Las cejas imperiales se. elevan en un gesto de asombro, pero casi inmediatamente recuperan su posición natural.
—¿Cómo dice? —pregunta Genghis Mao finalmente.
—Quiero salir de viaje una temporada —le explica Sadrac—. Tuve mucho trabajo últimamente y estoy agotado.
—Es cierto. Se lo ve pálido —acota el Khan indiferente.
—Muy tenso. Muy cansado.
—Sí. Pobre Sadrac, tan dedicado que es.
—Usted ha recuperado las fuerzas después del transplante de hígado, señor. No necesitará atención intensiva y, además, yo podría volver de inmediato a Ulan Bator en caso de emergencia.
Los ojos húmedos del presidente lo estudian con calma. Lo extraño es que el anuncio de Sadrac parece no haber perturbado a Genghis Mao, actitud que, de alguna manera, resulta alarmante. Sadrac no quiere ser indispensable, dado todas las responsabilidades que eso supone, pero, por otra parte, desea que el Khan lo considere una persona indispensable, ya que eso es lo único que puede salvarlo.

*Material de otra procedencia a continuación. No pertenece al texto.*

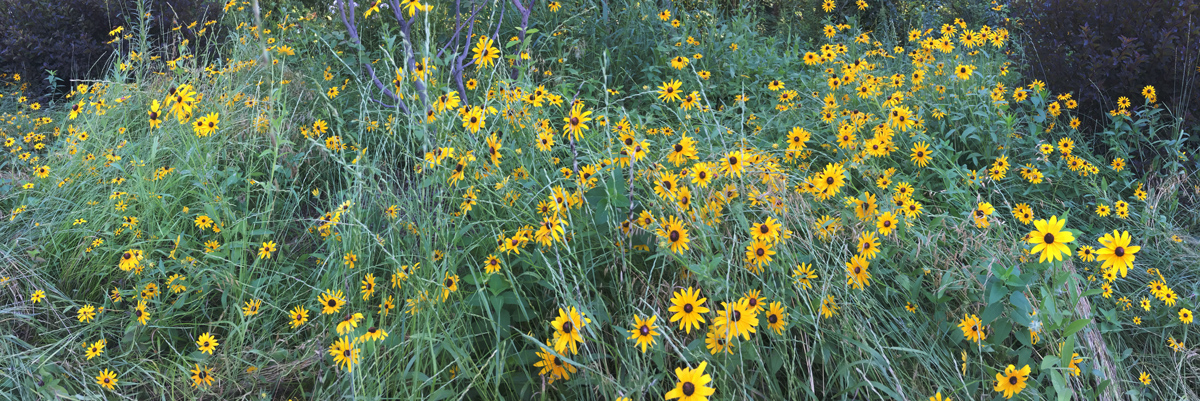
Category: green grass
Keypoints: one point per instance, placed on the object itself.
(265, 175)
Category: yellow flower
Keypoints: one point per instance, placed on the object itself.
(1050, 239)
(691, 384)
(972, 328)
(1012, 381)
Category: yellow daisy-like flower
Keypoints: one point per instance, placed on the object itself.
(691, 384)
(1050, 239)
(107, 379)
(1116, 253)
(675, 233)
(265, 251)
(251, 307)
(207, 343)
(345, 353)
(331, 301)
(643, 331)
(972, 328)
(202, 376)
(1012, 381)
(567, 329)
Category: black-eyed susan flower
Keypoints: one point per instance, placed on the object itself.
(251, 307)
(669, 91)
(858, 275)
(759, 255)
(567, 329)
(754, 300)
(331, 301)
(921, 155)
(345, 353)
(691, 384)
(107, 379)
(265, 251)
(367, 287)
(485, 52)
(207, 343)
(718, 342)
(141, 312)
(689, 309)
(95, 348)
(1086, 253)
(1050, 240)
(202, 376)
(299, 316)
(803, 275)
(87, 313)
(972, 328)
(1012, 381)
(673, 231)
(553, 366)
(492, 264)
(777, 317)
(1116, 253)
(643, 331)
(576, 121)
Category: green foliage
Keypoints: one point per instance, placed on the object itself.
(313, 184)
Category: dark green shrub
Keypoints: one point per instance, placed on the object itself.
(1104, 49)
(63, 36)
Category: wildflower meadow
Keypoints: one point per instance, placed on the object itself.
(581, 199)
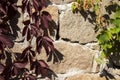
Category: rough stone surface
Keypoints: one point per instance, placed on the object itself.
(75, 28)
(53, 10)
(75, 57)
(86, 77)
(61, 1)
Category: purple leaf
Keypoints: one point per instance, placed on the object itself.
(1, 78)
(29, 9)
(1, 68)
(28, 34)
(6, 41)
(27, 22)
(2, 10)
(36, 5)
(24, 30)
(39, 44)
(24, 6)
(43, 64)
(15, 71)
(46, 17)
(33, 53)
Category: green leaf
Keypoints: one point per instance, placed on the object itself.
(116, 22)
(79, 1)
(73, 7)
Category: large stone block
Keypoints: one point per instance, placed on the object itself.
(86, 77)
(61, 1)
(75, 57)
(75, 28)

—¿Adónde irá? —pregunta Genghis Mao.
—Aún no lo he decidido.
—Ni siquiera tiene una idea.
—Ni siquiera tengo una idea. Todo lo que sé es que me alejaré de Ulan Bator.
—Entiendo. ¿Y por cuánto tiempo?
—Unas pocas semanas. Un mes, a lo sumo.
—Me parecerá extraño no tenerlo a mi lado.
—¿quiere decir que tengo su permiso, señor?
—Lo tiene, desde luego —una sonrisa serena se dibuja en el rostro de Genghis Mao, como si se sintiera reconfortado por su propia bondad. Un cambio súbito e inesperado, sin embargo, le oscurece la expresión, le frunce el ceño y le ilumina la mirada con brillo tenso y preocupado. ¿Acaso ha recapacitado? Sí—. Pero, ¿qué pasa si me enfermo? ¿Un ataque? ¿El corazón? ¿El estómago?